= Genius Loci Weimar =

Genius Loci Weimar is a three-day festival for audiovisual art, video mapping and facade projections, which takes place annually at various locations in the cultural city of Weimar, Germany. The festival was launched in 2012 by festival founder Hendrik Wendler.

== Festival ==
Artists from various disciplines, such as video art, new media art, architecture, animation and music, participate in the festival. In the run-up to the festival, an international competition is announced in which artists can submit their works. During the festival weekend, up to three building facades in Weimar will be used to display the video projects selected in the competition. From dusk until midnight, the artists will project their contributions, which are limited to a maximum of fifteen minutes, onto selected buildings in the city center. In addition to the main projections, other audiovisual installations, known as side acts, will also be presented on the festival grounds.

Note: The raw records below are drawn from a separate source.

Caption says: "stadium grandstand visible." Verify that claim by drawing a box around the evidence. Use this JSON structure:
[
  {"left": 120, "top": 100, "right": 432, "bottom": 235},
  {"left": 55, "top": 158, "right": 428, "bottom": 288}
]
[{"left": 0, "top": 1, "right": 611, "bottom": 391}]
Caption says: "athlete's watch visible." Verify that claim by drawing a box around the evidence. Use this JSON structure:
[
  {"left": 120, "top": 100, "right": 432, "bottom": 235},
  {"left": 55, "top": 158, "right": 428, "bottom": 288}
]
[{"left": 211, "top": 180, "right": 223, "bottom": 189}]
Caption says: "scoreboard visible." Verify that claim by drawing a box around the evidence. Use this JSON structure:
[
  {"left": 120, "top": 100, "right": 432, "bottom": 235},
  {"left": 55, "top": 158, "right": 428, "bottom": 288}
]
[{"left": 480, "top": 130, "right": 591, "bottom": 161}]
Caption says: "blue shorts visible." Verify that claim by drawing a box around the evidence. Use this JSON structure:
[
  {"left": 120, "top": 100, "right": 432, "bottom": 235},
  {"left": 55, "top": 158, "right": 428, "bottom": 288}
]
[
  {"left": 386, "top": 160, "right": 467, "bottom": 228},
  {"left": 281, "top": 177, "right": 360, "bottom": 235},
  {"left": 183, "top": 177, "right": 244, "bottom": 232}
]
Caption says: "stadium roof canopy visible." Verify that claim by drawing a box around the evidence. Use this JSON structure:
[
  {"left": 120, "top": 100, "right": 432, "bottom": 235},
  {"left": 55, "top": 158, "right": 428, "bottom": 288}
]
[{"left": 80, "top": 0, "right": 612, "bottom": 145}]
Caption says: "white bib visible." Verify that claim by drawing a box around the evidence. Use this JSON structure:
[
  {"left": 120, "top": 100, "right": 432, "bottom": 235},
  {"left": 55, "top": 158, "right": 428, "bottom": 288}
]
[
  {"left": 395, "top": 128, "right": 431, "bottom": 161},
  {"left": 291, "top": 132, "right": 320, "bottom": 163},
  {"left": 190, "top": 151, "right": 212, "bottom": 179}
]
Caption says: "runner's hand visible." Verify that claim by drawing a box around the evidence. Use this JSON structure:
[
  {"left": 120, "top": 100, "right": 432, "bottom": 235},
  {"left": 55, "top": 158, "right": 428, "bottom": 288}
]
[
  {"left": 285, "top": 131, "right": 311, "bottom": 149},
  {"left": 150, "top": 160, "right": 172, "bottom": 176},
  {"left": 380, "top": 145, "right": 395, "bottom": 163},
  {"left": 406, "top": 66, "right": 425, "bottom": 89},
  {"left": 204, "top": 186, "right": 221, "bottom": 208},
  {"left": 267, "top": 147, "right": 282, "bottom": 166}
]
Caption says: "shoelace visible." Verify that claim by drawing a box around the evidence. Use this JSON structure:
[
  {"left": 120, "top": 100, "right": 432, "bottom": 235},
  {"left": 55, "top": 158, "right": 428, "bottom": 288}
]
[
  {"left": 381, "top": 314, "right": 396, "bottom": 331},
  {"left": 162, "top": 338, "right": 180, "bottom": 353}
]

Among the most famous buildings to date are the Goethe and Schiller Archive, the German National Theater and State Orchestra Weimar, the German National Theater (DNT), the Anna Amalia Library, the former Gauforum, and the City Palace, the Bastille, the new Bauhaus Museum and the Buchenwald memorial.

Each year, the festival is dedicated to a theme that combines the Genius Loci of the venue with current social issues. In 2025, the theme will be Goethe's Faust.

The festival is one of the events of the Weimar Summer and is organized and produced by MXPerience gUG (limited liability). Since 2012, more than 50,000 visitors have attended the interdisciplinary festival each year.

== Competition ==
As part of the annual competition, artists from all over the world are invited to submit their conceptual ideas for the Genius Loci Weimar Festival. The three best artistic works will be awarded a total of €35,000 in prize money and presented at the festival in Weimar.

Each year, up to three artistically challenging and historically relevant building facades in the city of Weimar are selected for the competition. The competition seeks concepts that capture the spirit of the place by combining natural conditions with human creativity.

The special requirements for the artistic works are to develop an independent visual language and not to lose themselves in historical retelling or clichéd sensationalism. The focus is on the “Genius Loci”, the spirit of the place, which is to be made visible with new media art techniques, thus adding another level of meaning to the place itself.

To participate, artists must submit their works in the form of a 30-second video clip. All competition entries will then be shown in a public traveling exhibition in Weimar. The three best works will be determined by a public vote on the website and by a jury of experts.